I had never read a word written by the Irish poet and playwright John Todhunter (1839-1916) but for years had prized one of his sentences without knowing who had written it: “There is much good reading in a dictionary.” Serendipity led me to its source, “Reading a Dictionary,” an essay Todhunter published in 1898 in the Cornhill Magazine. A reader was irked when I wrote in Wednesday’s post: “The truest way to honor a writer is to read him with devotion, with the attention we bring to the Bible or a good dictionary.” This seemed harmless enough but, to paraphrase my reader’s response in milder language: No one reads a dictionary and no one should read the Bible. Todhunter’s chestnut came back to me, and I resolved to confirm its origin.
For
his epigraph he selects Polonius’ question – “What do you read, my lord?” -- and
Hamlet’s delirious reply: “Words, words, words.” The sentence I remembered
begins the essay and is followed by: “Even where you find but an alphabetic list of
words, with their meaning set over against them, like the terms of an equation,
it appeals to the contemplative spirit; it moves imagination; it is like
running one’s fingers over the keys of a noble instrument, striking a chord here
and there, evoking a bar or two of slumbering music.”
The
musical metaphors are particularly apt because sound is the first thing I usually
notice about a word. Take farkakteh. Thanks
to Terry Teachout’s review I’m reading The
Man That Got Away: The Life and Songs of Harold Arlen by Walter Rimler. On
the second page of the introduction, Rimler says of Arlen, “he’d referred to
current popular music as `farkakteh
stuff.’” It’s a word I knew from Jack E. Leonard, Don Rickles and other Jewish comedians.

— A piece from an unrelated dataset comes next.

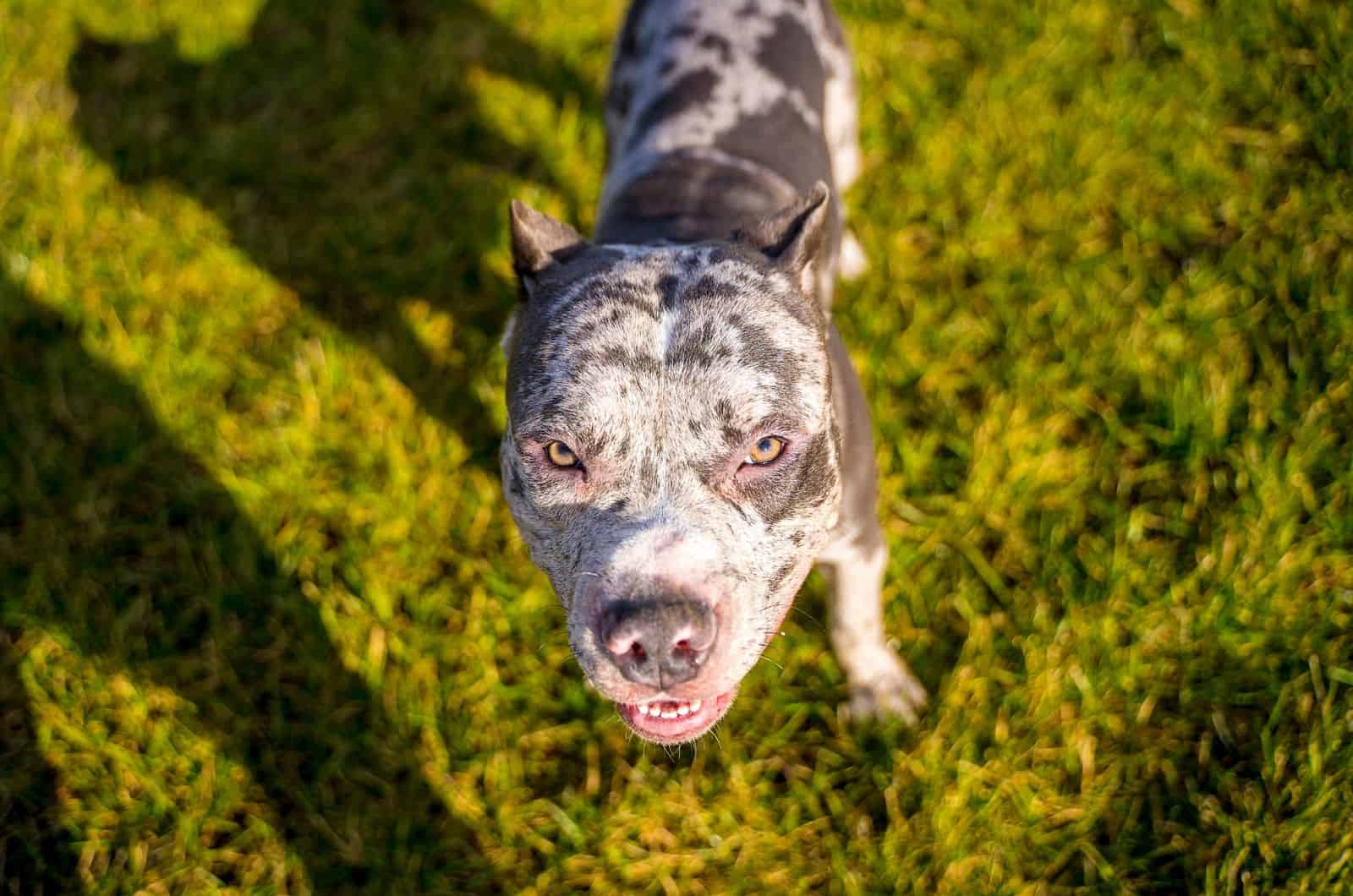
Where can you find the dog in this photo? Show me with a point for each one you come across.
(687, 434)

The Yiddish Dictionary Online gives “lousy; screwed up; washed up; (vulg., shitty, crappy, full of shit;
fucked (vulg.)” [it earns not one `vulg.’ but two].” Leonard and the others
relished the word for its pithiness, sure, but also because it came perilously
close to sounding like English obscenities that are even pithier (which is why
Leonard also favored alter kocker). I
don’t remember ever seeing farkakteh
in print, and Terry’s review led me to a book that sent me on a diverting detour
through several dictionaries.
Todhunter
is reading what we know as the Oxford
English Dictionary, titled A New
English Dictionary on Historical Principles when the first volume was published
in 1884. He christens its editor,
Sir James Augustus Henry Murray, “great Achilles, the indefatigable Murray.” Todhunter
speaks for me when he writes: “To read a dictionary such as this is indeed
a liberal education.” He goes on:
“Yet,
for the butterfly reader, whose aim is imaginative pleasure, who would range in
a moment from A to Z, sipping each word daintily like a wine, to taste the
delicacy of its bouquet and flavour, the field it opens before him is somewhat
too vast. It may, no doubt, present `a feast of nectar’d sweets’, but it can
scarcely be said that `no crude surfeit reigns’ therein.”
Here,
Todhunter is reveling in, and paying homage to, the OED’s mustering of citations. His samples are selected from Milton’s
Comus:
“How
charming is divine philosophy!
Not
harsh and crabbèd, as dull fools suppose,
But
musical as is Apollo's lute,
And
a perpetual feast of nectar’d sweets
Where
no crude surfeit reigns.”
Todhunter
is steeped in the English literary tradition. For him, a dictionary is a romp
among giants: “Open your Johnson at haphazard and run your eyes down the page. What
arrests you? Speech, speed, and spell, all threads of the homespun woof of the language.”